When I was younger I thought I knew a lot of stuff.
I thought milk was bad for you (since milk is pretty much heavenly like chocolate and candy). I also thought that you would go to jail if you didn’t enroll in college after you walked across the stage at your high school graduation. I remember each moment when I embarrassingly realized that I was mistaken. They were both pivotal moments in my life because 1. I hate being embarrassed/feeling stupid & 2. I hate being wrong.
I had perceptions about life that were changed. I found out that milk has calcium and is actually good for your bones. I also found out (perhaps a little too late) that you don’t HAVE to go to college right away, or even at all.
As I grew, my perceptions changed, just like I did.
I learned from people who were older and wiser. I gathered information and thought out my beliefs and goals (even if at first they might have just been copied).
You know how, when you’re younger, you thought your parents knew EVERYTHING? They were all knowing. They had an answer for your questions. They knew all these things and you didn’t know how they could possibly remember it all. But of course, they were your parents after all. When you became a parent and you were old, you would know everything too, right?
After I realized that not everything I knew was true, I began to think about what I would learn and know in the future. And then I began to have expectations for my future self.
Just like Ariel, I would meet my true love when I was 16. I would also be fully physically developed, with no acne, AND I would have perfect hair. Did I mention I would be incredibly stylish? Yes. This is how I would be when I was 16….so I thought…when I was 11. Because 16 was then the perfect age.
In actuality, when I was 16, I was convinced that I was going to be single forever (because I had a list that no boy could match) and change the world by becoming a microbiologist and doing medical research to cure the world of every disease (acne was probably one of those diseases).
I turned 20 years old last week. I believe that I am the female version of Peter Pan. I always wanted to fly to Neverland so that I wouldn’t have to grow up. But I have left my years as a child and now I have left my teenage years. I never thought this day would come so soon and I never thought I would feel so unchanged. I thought by this time I would have figured out exactly what I wanted to do with my life. I would know what I wanted as a career. I would have a plan. I would be a stronger Christian. I would break out of my introverted shell. I wouldn’t have anymore acne (just kidding…..maybe).
But I think that I will always feel this way. Maybe not exactly this way. But I think that the older I become the more I will realize that it doesn’t matter how old I am. I will always be growing, learning, becoming wiser (I hope).

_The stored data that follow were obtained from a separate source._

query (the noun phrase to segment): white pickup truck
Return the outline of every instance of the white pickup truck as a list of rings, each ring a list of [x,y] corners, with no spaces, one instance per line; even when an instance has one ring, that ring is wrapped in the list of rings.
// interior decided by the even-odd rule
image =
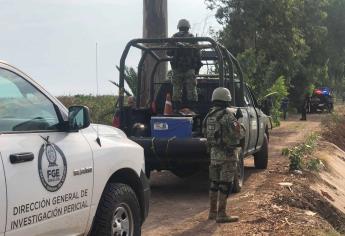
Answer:
[[[0,236],[140,235],[144,152],[0,61]]]

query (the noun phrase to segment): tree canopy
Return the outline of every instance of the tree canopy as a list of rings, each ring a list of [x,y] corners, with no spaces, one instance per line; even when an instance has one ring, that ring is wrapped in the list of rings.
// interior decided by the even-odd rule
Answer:
[[[295,105],[316,86],[345,88],[344,0],[205,2],[223,26],[219,41],[239,59],[258,96],[278,78]]]

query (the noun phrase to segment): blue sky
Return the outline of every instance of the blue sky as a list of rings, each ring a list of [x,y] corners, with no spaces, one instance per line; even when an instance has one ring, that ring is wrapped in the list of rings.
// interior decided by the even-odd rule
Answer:
[[[108,80],[118,80],[115,66],[127,41],[142,36],[142,0],[0,0],[0,6],[0,60],[54,95],[96,93],[96,42],[100,94],[115,94]],[[169,35],[180,18],[198,35],[220,28],[203,0],[168,0]]]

I think I’ll always feel a little out of the loop, a little silly, a little dumb, and maybe even a little childish. I think I will always feel this way because I know that this is not all there is. It’s not just a bunch of silly screwed up people on earth. There’s something bigger. God is bigger. He holds me in His hands and tells me that I am still a child. I will always be His child. I will never know what I’m going to be like next year or ten years from now. I won’t always know the right thing to do or say. And I think it’s supposed to be this way. I may not like it all the time. I may get frustrated. But that’s because I’m just a child, trying to understand. What I need to do is trust that God knows. It’s God’s plan. It’s His timing. And everything will work out for the good.
I don’t have it all figured out, but He does.